Preventing Oxidation and Moisture Contamination
Exposure to air (oxygen) and moisture is a major source of instability. Peptides containing cysteine (C), methionine (M), or tryptophan (W) are especially prone to oxidation and require rigorous protective measures.
- Moisture Control: When removing a peptide from cold storage, always allow the vial to reach room temperature before opening. This prevents moisture from the surrounding air from condensing inside the vial.
- Oxidation Control: Keep the vial sealed whenever possible. After dispensing, immediately reseal the container. Storing the remaining peptide under a dry, inert gas atmosphere (such as nitrogen or argon) can be implemented for superior protection against air oxidation.
Storing Peptides in Solution
Peptides stored in solution are significantly more susceptible to degradation (hydrolysis and oxidation) and bacterial contamination, resulting in a much shorter shelf life than the lyophilized powder. Less stable residues in solution include cysteine (Cys), methionine (Met), tryptophan (Trp), aspartic acid (Asp), glutamine (Gln), or N-terminal glutamic acid (Glu).

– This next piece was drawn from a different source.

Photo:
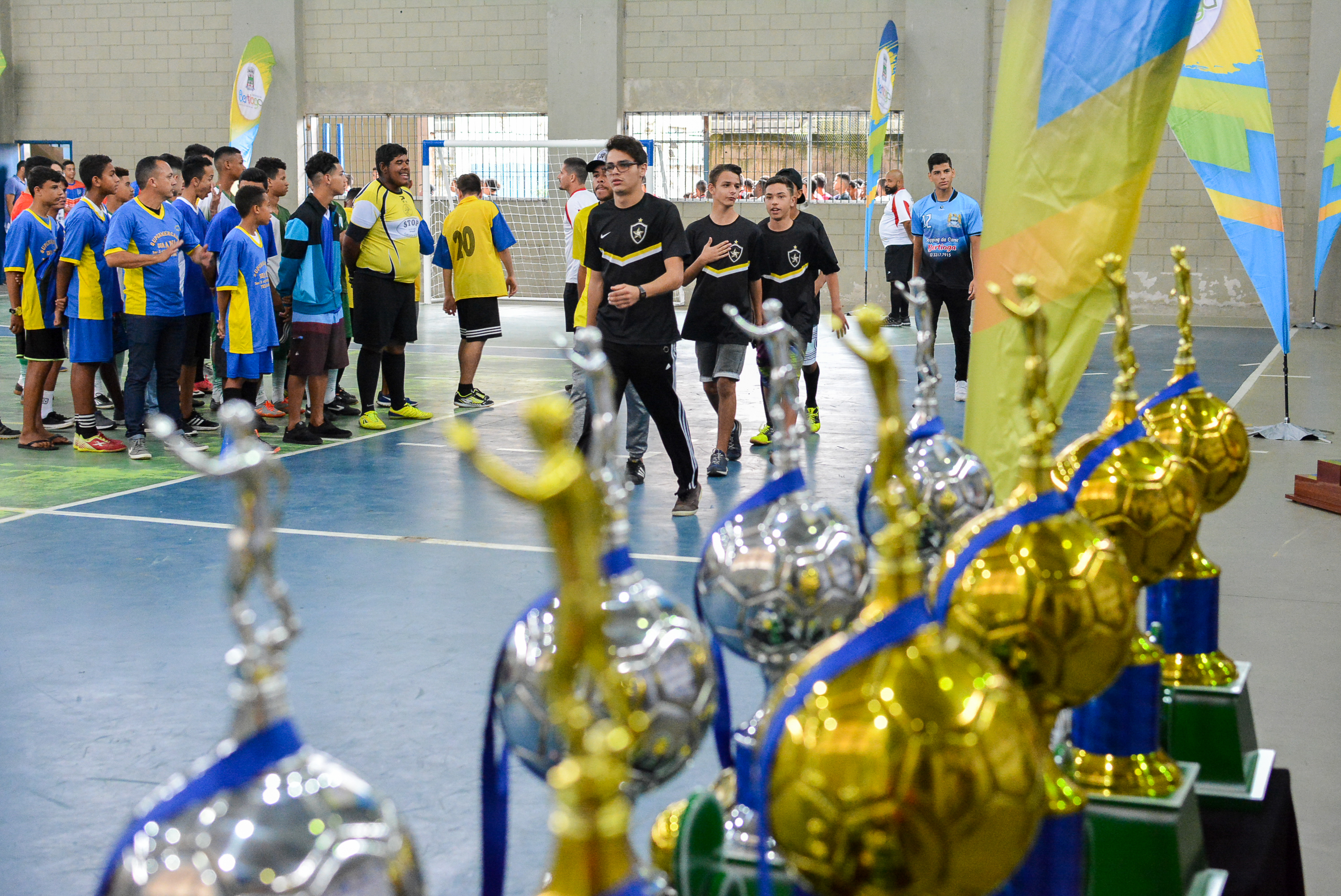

- Optimal Conditions: If solution storage is unavoidable, utilize sterile buffers with a $\text{pH}$ between 5 and 6. Aliquoting the solution is still necessary to minimize the impact of any subsequent freeze-thaw events.
- Stability: Most peptide solutions, when refrigerated at 4 degrees C (39 degrees F), remain stable for up to 30 days. Peptides with known sensitivity should be frozen if not intended for immediate use.
Peptide Storage Guidelines: General Tips
- Store peptides in a cold, dry, and dark environment.
- Avoid repeated freeze-thaw cycles.
- Minimize air exposure to reduce the risk of oxidation.
- Protect from light.
- Store in lyophilized form for long-term preservation.
- Aliquot peptides to limit stock handling.